Merkley urged Lutnick to “be completely frank and open with everyone” and “correct the record as needed” as he laid out several documents among those made public by the Justice Department that showed Lutnick interacting with Epstein after 2005.
Emails included in the latest release of the files appear to show Lutnick planning a visit to Epstein’s island, Little St. James, near St. Thomas in the U.S. Virgin Islands in December 2012.
Additional exchanges show that the visit marked one of a number of interactions between Lutnick and Epstein over the years, indicating that the two planned to meet for drinks in May 2011 and that Lutnick invited Epstein to a “very =ntimate fundraising event with Hilary Clinton” in November 2015, among other apparent personal and professional dealings.
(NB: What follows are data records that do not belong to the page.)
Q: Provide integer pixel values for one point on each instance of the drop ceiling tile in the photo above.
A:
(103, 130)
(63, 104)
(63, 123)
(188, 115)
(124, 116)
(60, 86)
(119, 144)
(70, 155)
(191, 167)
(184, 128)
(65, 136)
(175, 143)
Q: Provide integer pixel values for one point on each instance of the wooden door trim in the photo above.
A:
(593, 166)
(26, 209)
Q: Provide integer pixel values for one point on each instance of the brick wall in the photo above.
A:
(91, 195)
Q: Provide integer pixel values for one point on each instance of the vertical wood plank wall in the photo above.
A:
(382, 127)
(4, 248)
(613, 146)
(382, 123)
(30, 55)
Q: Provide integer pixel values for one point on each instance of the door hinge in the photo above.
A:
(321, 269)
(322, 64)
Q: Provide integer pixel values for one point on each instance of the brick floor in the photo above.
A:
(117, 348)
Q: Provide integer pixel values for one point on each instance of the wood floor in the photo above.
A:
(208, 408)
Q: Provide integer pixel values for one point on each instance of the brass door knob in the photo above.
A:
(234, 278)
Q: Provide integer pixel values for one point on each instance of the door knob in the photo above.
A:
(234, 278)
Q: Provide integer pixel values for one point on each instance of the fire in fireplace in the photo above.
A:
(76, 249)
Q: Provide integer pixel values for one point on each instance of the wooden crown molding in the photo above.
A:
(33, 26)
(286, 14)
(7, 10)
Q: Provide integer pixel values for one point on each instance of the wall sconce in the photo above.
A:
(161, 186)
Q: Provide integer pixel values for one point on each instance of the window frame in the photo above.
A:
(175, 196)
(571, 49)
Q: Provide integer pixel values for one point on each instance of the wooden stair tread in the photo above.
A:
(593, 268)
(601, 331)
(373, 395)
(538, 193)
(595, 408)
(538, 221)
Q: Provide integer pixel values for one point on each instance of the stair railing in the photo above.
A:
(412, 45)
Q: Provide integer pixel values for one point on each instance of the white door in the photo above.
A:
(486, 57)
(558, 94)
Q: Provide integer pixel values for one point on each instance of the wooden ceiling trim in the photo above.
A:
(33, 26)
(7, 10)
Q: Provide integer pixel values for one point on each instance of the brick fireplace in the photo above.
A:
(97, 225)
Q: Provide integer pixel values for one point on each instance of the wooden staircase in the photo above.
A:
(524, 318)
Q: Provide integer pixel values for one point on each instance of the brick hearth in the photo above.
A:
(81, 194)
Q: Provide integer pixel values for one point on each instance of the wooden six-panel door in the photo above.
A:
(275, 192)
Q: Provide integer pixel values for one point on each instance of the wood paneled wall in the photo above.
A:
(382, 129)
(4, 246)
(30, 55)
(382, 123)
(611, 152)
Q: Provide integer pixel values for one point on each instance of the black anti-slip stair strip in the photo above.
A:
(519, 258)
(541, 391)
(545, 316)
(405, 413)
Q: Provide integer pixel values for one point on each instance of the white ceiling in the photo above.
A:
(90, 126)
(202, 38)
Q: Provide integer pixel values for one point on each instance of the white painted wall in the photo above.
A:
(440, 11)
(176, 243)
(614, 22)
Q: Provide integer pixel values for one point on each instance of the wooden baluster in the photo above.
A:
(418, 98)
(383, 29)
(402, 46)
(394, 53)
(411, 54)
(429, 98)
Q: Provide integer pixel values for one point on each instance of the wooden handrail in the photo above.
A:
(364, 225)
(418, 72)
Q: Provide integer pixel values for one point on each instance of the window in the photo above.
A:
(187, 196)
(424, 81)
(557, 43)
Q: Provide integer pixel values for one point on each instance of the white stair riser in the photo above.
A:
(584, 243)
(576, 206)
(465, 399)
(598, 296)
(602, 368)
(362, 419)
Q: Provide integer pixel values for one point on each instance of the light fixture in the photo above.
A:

Read more: Trump Officials Redacted Epstein Files to Protect ‘Prominent’ Individuals, Lawmakers Allege
Following reports on the communications between Lutnick and Epstein in the released files, several lawmakers called on the Commerce Secretary to step down, including Republican Rep. Thomas Massie of Kentucky, who co-authored the law that mandated the release of all the government’s files related to Epstein; Democratic Sen. Adam Schiff of California; and Democratic Rep. Robert Garcia, also of California.
“Really, he should make life easier on the President, frankly, and just resign,” Massie told CNN’s "Inside Politics" on Sunday.
“Secretary Howard Lutnick lied to the country about his ties to Epstein. Now we learned that they were in business together. He has no business being our Commerce Secretary. He should resign,” Schiff wrote on X the following day.
Garcia took it a step further, calling for Lutnick to be fired if he did not resign.
In a statement to TIME on Monday, a Commerce Department spokesperson said, “This is nothing more than a failing attempt by the legacy media to distract from the administration’s accomplishments including securing Trillions of dollars in investment, delivering historic trade deals and fighting for the American worker. Mr. and Mrs. Lutnick met Jeffrey Epstein in 2005 and had very limited interactions with him over the next 14 years.”